Will Smith was interviewed recently about his new memoir, Will.

It caught our attention because he talks about childhood trauma. When he was around 9, he watched his father physically abuse his mother. It left a lasting impact on him. He struggled with considering his father a hero and a good person while hurting someone else he loved.  

“I was probably 9, and I watched my father beat up my mother. And I was too scared to do anything. And just on my young mind, it became imprinted. 

It’s like, what kind of kid stands there and lets somebody hit their mother and they don’t do anything, you know? And that became really the core trauma of my childhood that my personality and my persona became to form around, to be the opposite of that, you know? I was never going to be scared again. 

What was really difficult for me is my father’s my hero. My father’s the greatest person I’ve ever known, and that dichotomy breaks a young mind, you know? It’s like, how do you love somebody who did that? 

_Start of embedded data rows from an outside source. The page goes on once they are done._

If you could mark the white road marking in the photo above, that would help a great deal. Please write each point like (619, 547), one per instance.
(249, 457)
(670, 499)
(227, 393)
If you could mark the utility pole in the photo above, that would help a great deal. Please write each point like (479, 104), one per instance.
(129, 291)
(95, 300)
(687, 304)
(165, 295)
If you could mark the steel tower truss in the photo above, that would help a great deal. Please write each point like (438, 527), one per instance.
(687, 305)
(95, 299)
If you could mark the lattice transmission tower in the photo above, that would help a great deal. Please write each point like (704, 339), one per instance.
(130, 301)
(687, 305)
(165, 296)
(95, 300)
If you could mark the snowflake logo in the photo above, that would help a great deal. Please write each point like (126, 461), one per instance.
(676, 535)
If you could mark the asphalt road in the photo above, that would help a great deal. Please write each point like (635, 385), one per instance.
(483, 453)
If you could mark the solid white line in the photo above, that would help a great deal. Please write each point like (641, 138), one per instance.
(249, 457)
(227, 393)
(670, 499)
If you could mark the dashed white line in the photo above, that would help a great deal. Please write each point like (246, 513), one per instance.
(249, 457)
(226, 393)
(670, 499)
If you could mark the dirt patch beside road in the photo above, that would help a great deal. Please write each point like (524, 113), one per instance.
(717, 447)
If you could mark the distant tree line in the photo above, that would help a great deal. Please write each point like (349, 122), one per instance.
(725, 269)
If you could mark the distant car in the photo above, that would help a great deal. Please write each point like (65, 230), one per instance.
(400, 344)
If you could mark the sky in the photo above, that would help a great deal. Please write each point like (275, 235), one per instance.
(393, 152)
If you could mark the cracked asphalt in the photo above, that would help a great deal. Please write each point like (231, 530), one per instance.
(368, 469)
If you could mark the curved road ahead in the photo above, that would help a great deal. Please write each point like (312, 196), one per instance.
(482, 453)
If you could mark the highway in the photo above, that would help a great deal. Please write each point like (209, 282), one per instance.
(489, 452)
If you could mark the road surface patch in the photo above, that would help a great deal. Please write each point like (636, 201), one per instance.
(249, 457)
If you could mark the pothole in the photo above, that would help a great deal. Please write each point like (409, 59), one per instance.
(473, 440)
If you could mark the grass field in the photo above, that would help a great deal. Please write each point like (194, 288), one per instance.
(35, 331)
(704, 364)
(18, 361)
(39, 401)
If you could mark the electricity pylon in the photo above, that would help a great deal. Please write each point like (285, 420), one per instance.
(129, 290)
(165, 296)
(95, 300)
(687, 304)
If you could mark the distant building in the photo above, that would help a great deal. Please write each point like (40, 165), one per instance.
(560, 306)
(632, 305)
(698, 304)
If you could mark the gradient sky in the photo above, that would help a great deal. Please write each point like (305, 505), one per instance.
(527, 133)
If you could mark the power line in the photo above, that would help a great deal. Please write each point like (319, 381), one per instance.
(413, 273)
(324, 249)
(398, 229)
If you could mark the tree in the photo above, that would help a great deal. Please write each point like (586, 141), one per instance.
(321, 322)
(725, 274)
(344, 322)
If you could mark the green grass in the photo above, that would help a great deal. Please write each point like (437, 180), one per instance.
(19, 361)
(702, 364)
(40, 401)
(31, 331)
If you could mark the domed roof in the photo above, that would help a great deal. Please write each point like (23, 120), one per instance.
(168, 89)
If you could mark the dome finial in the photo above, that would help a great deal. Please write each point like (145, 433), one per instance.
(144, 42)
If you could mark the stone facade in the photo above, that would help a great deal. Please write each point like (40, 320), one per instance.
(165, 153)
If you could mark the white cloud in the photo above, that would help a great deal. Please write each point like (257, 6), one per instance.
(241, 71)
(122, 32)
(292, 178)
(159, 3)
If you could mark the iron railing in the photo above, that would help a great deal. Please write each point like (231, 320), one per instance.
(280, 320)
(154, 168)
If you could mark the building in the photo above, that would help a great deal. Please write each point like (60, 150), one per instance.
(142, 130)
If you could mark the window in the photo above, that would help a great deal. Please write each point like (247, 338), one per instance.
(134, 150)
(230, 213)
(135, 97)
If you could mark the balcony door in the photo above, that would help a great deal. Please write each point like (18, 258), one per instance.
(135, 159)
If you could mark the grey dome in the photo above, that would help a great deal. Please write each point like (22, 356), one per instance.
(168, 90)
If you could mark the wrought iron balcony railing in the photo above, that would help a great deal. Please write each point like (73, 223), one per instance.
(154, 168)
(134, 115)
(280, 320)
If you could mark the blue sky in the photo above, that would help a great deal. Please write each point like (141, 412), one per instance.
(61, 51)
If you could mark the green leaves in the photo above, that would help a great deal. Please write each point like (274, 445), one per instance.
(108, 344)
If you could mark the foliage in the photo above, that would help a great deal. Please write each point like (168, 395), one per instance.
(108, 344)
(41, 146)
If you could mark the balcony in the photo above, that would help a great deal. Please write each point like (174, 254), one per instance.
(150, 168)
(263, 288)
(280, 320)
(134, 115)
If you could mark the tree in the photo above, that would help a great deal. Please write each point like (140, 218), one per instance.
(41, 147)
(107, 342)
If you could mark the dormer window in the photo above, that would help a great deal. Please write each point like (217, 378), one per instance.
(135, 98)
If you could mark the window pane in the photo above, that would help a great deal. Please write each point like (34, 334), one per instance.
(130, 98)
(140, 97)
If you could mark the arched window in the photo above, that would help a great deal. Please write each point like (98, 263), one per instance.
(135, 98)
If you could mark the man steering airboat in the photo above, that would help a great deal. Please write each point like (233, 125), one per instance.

That really just became the central core of the wound that I was overcoming throughout my childhood, and then ultimately throughout my life.” 

This leads to one of the myths we discussed recently – intimate partner abuse only affects adults in the household. That’s not true.  

The majority of children in an abusive household will witness the abuse. Studies have shown children who experience intimate partner abuse with their parents exhibit depression, anxiety, learning difficulties, and more.   

They hear the violence and feel scared, too. Every child responds differently but some things are common. Infants may experience failure to thrive or have developmental delays. School children often suffer from depression, anxiety, and digestive illnesses. Teens might show struggles at school and feel responsible for their siblings and abused parent. 

Sometimes survivors stay because they don’t want their children to be homeless or the abuser has threatened to harm the children if they leave. Other times, parents are afraid children could be taken from their care if they expose the abuse.